# Is a Flair suitable to learn espresso?



## LukeC (Jan 9, 2021)

I'm very keen to try making some espresso at home, but due to limited budget and space restrictions I simply cannot fit an espresso machine and grinder at home until we move house (in the next few months, all being well with Covid etc.)

I mostly drink filter, and would probably continue with that the majority of the time, but I'd like to try espresso making on my days off.

Would I be wasting my time, money, and effort in trying to learn to make espresso, with no prior experience, on a Flair and a MBK Aergrind? This is as far as my budget will stretch at the moment, and more importantly all that I have space for! If it's likely to lead to massive frustration and poor results, I'd be more inclined to wait until we've moved and start with a Gaggia Classic or similar.

Thanks for any opinions!


----------



## Missy (Mar 9, 2016)

No help on the flair, but my aergrind is up there alongside the SuperJolly I own and the other grinders I've tried around that level- it does take a couple of minutes rather than a couple of seconds, but I use it once or twice a day with no issues.


----------



## LukeC (Jan 9, 2021)

Missy said:


> No help on the flair, but my aergrind is up there alongside the SuperJolly I own and the other grinders I've tried around that level- it does take a couple of minutes rather than a couple of seconds, but I use it once or twice a day with no issues.
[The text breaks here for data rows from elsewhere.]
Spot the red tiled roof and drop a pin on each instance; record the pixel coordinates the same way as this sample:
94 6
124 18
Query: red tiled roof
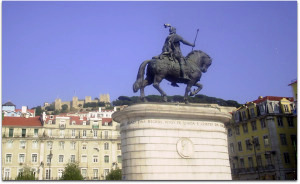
21 121
293 83
106 120
272 98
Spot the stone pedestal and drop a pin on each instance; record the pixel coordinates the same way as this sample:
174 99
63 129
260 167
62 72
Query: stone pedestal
174 142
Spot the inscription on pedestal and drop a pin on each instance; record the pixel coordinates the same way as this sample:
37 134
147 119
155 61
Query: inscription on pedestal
185 148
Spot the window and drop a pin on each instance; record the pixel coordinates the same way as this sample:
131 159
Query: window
244 115
21 158
95 133
253 125
290 122
72 159
252 112
9 144
250 162
232 147
229 132
61 158
248 145
22 144
106 159
106 134
83 158
48 173
95 158
59 173
266 140
61 133
34 158
245 128
11 132
259 161
49 145
7 174
8 158
106 171
268 159
95 174
106 146
61 145
262 123
36 132
83 173
23 132
73 145
286 158
256 142
119 159
283 139
286 108
294 140
240 146
242 163
279 121
73 133
237 130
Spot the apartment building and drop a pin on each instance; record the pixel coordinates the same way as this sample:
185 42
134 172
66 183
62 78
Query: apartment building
51 141
262 140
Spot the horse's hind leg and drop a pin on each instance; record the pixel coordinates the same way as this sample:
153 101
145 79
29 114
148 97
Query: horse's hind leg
197 90
156 82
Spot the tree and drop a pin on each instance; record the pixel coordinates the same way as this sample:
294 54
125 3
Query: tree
64 108
27 174
71 172
114 175
38 110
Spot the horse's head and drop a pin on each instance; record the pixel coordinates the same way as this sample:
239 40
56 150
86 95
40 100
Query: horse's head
201 59
205 63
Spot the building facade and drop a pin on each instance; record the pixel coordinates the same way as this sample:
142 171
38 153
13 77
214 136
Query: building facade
90 139
262 140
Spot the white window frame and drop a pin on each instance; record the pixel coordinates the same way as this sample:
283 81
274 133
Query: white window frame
19 160
11 156
32 161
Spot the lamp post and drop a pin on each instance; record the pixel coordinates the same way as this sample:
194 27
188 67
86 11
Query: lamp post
50 157
254 143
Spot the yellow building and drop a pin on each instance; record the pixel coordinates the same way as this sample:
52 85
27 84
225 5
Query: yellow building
262 140
49 142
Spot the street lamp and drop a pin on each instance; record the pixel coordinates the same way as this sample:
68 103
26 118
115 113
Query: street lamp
50 157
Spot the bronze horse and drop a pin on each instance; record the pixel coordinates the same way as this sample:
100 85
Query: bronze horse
159 69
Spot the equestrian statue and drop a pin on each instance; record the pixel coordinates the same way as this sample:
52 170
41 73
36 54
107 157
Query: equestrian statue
172 66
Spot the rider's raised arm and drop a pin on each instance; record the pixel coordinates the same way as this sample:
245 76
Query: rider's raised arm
187 43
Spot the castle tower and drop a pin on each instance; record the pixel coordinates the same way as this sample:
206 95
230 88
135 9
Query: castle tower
75 102
104 98
57 104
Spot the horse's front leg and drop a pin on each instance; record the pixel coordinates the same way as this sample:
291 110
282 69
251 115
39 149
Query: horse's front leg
156 82
187 90
142 90
197 90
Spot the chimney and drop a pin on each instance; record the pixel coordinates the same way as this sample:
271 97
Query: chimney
24 109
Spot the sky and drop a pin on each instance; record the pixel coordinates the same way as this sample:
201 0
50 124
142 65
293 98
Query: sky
63 49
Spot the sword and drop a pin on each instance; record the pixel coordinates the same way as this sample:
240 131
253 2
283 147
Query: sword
195 38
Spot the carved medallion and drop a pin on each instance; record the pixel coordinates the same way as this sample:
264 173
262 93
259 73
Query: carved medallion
185 147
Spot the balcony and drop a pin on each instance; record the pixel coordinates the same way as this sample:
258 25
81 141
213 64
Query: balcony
95 127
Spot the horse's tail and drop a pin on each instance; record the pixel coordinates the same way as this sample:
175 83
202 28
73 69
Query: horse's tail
140 76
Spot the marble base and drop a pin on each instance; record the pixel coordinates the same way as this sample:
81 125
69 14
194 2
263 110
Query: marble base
174 142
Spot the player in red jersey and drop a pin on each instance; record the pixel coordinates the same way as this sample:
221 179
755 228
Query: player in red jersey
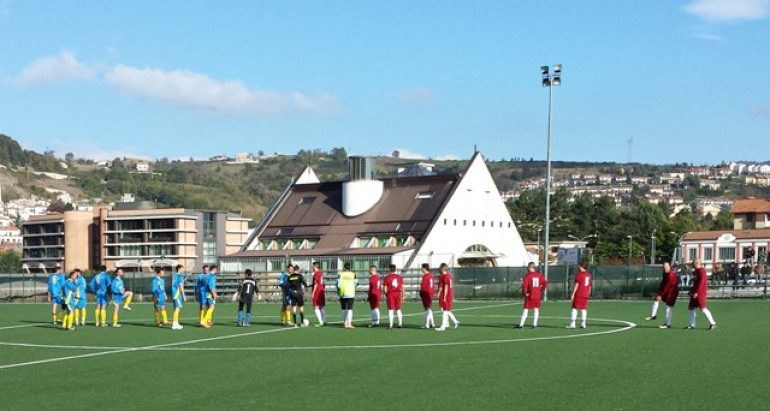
581 293
394 291
667 292
445 296
374 296
319 294
698 295
533 287
426 295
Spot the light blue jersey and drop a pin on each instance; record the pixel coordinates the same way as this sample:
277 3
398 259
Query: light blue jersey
82 297
177 284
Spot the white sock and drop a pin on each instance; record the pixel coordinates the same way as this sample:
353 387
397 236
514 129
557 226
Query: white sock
523 317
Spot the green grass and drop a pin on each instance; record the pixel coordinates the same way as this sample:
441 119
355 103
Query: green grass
485 364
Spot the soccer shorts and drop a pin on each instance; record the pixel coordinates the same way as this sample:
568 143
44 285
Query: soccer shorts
297 299
374 301
346 303
101 299
579 303
530 303
394 301
699 302
319 300
427 299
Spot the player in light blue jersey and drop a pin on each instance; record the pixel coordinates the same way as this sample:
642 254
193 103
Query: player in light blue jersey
80 304
159 296
55 288
177 295
100 286
201 293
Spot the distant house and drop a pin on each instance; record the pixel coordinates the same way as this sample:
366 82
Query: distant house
458 219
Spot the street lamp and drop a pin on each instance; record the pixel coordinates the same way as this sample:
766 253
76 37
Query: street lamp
549 80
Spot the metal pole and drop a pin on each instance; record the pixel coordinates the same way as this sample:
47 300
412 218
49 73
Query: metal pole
546 241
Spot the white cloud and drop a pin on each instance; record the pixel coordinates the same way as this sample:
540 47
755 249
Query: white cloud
721 11
190 89
416 95
60 68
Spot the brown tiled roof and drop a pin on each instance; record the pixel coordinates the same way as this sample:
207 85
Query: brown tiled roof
762 233
751 205
315 211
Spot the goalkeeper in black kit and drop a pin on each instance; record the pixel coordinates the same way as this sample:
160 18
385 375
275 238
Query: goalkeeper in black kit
246 290
296 283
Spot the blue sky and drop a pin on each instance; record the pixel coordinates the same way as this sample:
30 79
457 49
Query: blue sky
684 80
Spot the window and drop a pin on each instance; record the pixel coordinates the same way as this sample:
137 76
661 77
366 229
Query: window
726 253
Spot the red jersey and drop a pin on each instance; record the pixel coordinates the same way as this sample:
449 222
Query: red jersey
533 285
584 282
394 283
426 285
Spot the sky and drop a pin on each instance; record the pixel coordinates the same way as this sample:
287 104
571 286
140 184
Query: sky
646 81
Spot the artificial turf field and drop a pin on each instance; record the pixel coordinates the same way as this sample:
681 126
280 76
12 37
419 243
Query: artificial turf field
620 362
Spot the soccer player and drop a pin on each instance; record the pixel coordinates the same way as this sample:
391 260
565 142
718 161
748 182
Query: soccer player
296 285
159 297
80 303
211 296
445 297
581 293
427 289
698 295
177 296
667 292
55 287
119 296
533 288
246 290
374 295
346 289
100 285
394 292
70 299
283 284
319 294
201 292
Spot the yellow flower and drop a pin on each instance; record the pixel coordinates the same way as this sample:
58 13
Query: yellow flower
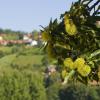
79 62
70 26
64 73
45 36
68 63
85 70
50 51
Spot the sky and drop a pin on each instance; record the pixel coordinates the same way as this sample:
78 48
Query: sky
28 15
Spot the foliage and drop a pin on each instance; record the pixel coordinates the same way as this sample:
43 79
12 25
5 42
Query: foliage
79 92
24 85
75 41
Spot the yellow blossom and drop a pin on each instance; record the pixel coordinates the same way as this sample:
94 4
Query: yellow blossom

 Thanks Missy, glad to hear that it will do the job. I don't mind the extra effort as it will mostly be used when I have plenty of time anyway! And it'll be nice to have an option to take on trips away, camping, etc.


----------



## Irisco (Jun 12, 2020)

There is a group of people who seem to love and have really good results with the Flair, temperature management and preheating everything seems to be one of the most important things. I started off with a Sage Bambino and got a Pavoni from a very respected member of this forum. I much prefer the Pavoni and now never use the Sage machine, the coffee tastes so much better on the Pavoni. You also have so much more control in my opinion with a lever machine . With the Flair you also wouldn't have any of the maintenance issues and they seem to be great fun. If you don't get on with it then you can always sell it at not too much of a loss .


----------



## LukeC (Jan 9, 2021)

Irisco said:


> There is a group of people who seem to love and have really good results with the Flair, temperature management and preheating everything seems to be one of the most important things. I started off with a Sage Bambino and got a Pavoni from a very respected member of this forum. I much prefer the Pavoni and now never use the Sage machine, the coffee tastes so much better on the Pavoni. You also have so much more control in my opinion with a lever machine . With the Flair you also wouldn't have any of the maintenance issues and they seem to be great fun. If you don't get on with it then you can always sell it at not too much of a loss .


 Thanks for your input Irisco!

After much reading I think I'm going to give a lever machine a go. Now I'm just trying to decide whether to spend the £215 for the Flair Signature with case, pressure gauge etc. Or maybe a ROK GC I've found used (as new) for £100. The ROK looks better to my eye, and I think looks like a more simple workflow and cleanup with a proper portafilter but has no pressure measuring so maybe harder to perfect? But obviously much cheaper... Hmm 🤔


----------



## Irisco (Jun 12, 2020)

I was always led to believe that the Flair performed far better than the ROK. There is a Flair users group on Facebook that is really informative and I am sure they would give you some really useful advice.


----------



## LukeC (Jan 9, 2021)

I've decided to pass on the ROK as the guy's profile didn't fill me with trust. I'll have a look for the Facebook group, thanks for the heads up


----------



## Irisco (Jun 12, 2020)

Good luck with your search!


----------



## Rincewind (Aug 25, 2020)

LukeC said:


> I've decided to pass on the ROK as the guy's profile didn't fill me with trust.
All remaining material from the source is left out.